Первую неделю жил я в степном имении как в раю. Ночевал в саду, в летнем флигеле, предназначенном — так мне объяснили — для гостей. А я там жил один. Это меня, дурня, радовало, наполняло гордостью: вот Пилипок Жменька живет как пан. Увидели б мои односельчане! Кормили, правда, на кухне, но очень вкусно — с барского стола, как сказала кухарка. И ничего не заставляли делать. Вот это мне не нравилось: не был я никогда лежебокой, не умел бездельничать, а главное, хотелось прислужить своему благодетелю лучше, чем на передовой, из благодарности и… чтоб чаще видеть пани. А то я редко видел ее. Да и капитана своего видел редко. Они поздно вставали, когда крестьяне уже обедали, и после долгого завтрака, к которому приезжал с сахарного завода старший пан, скакали на конях в степь. Потом на несколько дней поехали в Харьков. Без меня. И то, что я был в отдалении от них, все сильнее разжигало мое воображение и пани все больше меня очаровывала. Вечером я тайком, как вор за кустом, слушал, как она играет на рояле, старался хоть сквозь оконные гардины увидеть ее. А потом слушал пение соловьев и до утра не мог заснуть. Так во мне, пятнадцатилетнем, просыпался мужчина. Теперь об этом смешно вспоминать: я страдал от ревности к Залонскому, завладевшему такой красотой. И одновременно ревновал к ней, заполонившей моего капитана: не будь ее, все было бы проще, я находился бы в барских покоях и по-прежнему, как на фронте, прислуживал своему офицеру.

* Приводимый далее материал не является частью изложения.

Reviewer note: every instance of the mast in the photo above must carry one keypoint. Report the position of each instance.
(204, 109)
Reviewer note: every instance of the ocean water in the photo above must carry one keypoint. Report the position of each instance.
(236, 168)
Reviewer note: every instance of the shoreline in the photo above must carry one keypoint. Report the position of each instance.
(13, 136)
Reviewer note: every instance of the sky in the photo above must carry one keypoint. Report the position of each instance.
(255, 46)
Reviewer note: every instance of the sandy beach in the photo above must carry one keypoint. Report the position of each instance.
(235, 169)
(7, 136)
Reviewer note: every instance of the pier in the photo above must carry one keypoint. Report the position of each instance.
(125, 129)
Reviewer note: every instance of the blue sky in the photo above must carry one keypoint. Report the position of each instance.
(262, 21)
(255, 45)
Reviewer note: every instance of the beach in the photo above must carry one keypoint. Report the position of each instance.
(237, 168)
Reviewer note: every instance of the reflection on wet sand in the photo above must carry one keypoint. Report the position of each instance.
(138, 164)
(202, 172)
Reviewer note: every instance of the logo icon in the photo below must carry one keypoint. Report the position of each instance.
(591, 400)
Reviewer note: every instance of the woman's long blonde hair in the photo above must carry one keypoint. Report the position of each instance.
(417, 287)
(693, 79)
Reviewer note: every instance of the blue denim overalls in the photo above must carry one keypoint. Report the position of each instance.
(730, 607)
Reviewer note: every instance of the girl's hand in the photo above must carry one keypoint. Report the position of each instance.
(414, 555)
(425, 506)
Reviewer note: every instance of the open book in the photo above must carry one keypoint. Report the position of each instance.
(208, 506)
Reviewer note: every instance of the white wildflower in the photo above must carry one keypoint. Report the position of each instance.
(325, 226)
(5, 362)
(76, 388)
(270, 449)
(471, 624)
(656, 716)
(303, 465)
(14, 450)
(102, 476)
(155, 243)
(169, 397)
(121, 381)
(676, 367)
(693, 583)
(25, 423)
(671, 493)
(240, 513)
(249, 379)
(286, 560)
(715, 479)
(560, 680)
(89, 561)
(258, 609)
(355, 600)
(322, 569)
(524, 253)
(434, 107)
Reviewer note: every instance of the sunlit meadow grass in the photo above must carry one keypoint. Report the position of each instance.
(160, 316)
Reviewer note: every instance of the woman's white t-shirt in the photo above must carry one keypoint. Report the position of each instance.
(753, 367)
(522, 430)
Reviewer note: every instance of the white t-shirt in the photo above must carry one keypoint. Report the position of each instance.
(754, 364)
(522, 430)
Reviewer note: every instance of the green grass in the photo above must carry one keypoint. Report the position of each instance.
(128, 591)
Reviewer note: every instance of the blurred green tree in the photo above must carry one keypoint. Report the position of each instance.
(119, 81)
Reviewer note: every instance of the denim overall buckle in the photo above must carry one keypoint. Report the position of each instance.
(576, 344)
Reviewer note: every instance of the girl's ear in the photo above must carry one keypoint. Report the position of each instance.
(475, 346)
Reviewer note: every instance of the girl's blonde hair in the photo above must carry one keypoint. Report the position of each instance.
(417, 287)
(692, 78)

На меня поглядывали девчата, работавшие на кухне, в саду, на огороде, иногда несмело заигрывали. Да я, дубина стоеросовая, был равнодушен к этим просто одетым красавицам, у них были цыпки на босых ногах, мозолистые руки и шелушащиеся от солнца веснушчатые носики. Меня, остолопа, тянуло к господам. Вот какая это зараза для незакаленной юношеской души — очутиться в господских условиях! Жизни вокруг себя я не видел. И о той жизни, которую знал раньше — до фронта, или в солдатских землянках, или в Гомеле на вокзале, — стал забывать.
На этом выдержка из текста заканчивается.